Italy Says Four Of Its Journalists Are Missing, After Others Freed From Rixos Hotel In Tripoli After Three-Day 'Siege' (VIDEO)

Journalists Freed From Rixos Hotel In Tripoli After Three-Day 'Siege'

Italy said tonight that four Italian journalists have been abducted in Libya, and their driver killed.

The news came as journalists trapped inside a hotel in Tripoli by pro-Gaddafi forces were freed.

About 35 journalists had been under siege inside the Rixos Hotel since August 21 according to Reporters Without Borders.

Due to the concentration of loyalist forces in the building the hotel had become a target for the rebels, and was reportedly under heavy fire for much of the day.

However, the journalists now report that the loyalist fighters have left and they have been freed by the Red Cross.

Matthew Chance, a reporter for CNN who was trapped in the hotel, said via Twitter that the crisis was over. Chance said that the journalists were "weeping with relief" as they drove away from the hotel.

Earlier, in an attempt to send a message to those attacking the hotel, the journalists hung sheets outside the windows with the words "television, press, don’t shoot" written on them. All wore bullet-proof vests. Pictures of journalists holed up at the hotel also emerged on the internet.

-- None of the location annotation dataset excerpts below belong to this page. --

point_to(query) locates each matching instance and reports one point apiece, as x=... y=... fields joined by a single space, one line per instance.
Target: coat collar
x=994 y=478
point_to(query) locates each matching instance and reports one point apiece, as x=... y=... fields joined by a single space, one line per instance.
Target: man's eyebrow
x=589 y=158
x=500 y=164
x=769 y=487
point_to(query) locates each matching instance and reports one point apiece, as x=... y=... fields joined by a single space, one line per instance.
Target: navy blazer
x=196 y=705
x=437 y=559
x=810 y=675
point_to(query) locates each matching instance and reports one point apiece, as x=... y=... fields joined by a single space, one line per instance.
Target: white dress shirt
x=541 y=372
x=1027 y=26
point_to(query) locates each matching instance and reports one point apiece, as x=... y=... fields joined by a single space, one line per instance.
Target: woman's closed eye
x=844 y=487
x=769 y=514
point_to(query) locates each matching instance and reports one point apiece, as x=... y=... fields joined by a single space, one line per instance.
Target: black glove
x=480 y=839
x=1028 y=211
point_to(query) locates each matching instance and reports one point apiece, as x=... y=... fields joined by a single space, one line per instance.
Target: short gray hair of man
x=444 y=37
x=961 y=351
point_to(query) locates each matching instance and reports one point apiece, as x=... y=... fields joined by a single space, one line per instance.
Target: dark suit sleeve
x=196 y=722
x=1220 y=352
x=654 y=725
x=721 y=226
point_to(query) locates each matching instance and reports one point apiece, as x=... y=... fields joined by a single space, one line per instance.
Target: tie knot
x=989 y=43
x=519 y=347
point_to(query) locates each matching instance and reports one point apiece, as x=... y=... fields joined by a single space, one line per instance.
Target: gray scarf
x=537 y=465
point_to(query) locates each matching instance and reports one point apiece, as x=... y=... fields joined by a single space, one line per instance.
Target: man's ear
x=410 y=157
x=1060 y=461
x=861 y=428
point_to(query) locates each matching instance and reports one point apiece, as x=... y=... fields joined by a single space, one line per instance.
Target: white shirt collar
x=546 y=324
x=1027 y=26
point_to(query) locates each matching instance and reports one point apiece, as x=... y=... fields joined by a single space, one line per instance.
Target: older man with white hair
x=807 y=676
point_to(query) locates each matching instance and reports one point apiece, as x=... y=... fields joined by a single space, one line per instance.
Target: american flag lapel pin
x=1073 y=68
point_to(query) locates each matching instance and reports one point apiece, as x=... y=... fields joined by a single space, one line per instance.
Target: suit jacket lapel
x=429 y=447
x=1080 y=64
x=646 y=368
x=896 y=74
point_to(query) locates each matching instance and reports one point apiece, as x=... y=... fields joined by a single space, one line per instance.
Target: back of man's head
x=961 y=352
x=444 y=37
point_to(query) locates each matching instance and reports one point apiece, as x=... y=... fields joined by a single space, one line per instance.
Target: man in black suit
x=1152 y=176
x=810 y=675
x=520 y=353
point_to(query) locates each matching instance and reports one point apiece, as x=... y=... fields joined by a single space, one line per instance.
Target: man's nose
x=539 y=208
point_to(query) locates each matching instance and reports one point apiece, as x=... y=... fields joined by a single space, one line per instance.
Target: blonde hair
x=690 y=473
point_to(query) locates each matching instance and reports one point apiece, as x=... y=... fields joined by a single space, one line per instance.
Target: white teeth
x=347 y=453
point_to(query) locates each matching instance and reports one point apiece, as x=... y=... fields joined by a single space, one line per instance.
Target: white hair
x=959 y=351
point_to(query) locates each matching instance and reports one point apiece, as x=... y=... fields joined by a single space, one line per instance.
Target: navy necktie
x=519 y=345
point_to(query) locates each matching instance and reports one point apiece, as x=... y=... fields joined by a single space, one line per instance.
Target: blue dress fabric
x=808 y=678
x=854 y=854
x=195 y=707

The BBC's Matthew Price had spoken to Radio 4's Today programme on Wednesday, describing a "desperate situation" developing in the hotel.

After the siege was lifted he told the BBC that the guards had believed that had the journalists left the hotel they would have been killed. He said that the Tripoli the journalists found once they left the hotel was "completely different" to the one they had known before.

UPDATE: An earlier version of this report suggested an ITN cameraman had been threatened at gunpoint in the Rixos hotel. ITN have checked these reports and have no reason to believe this was the case.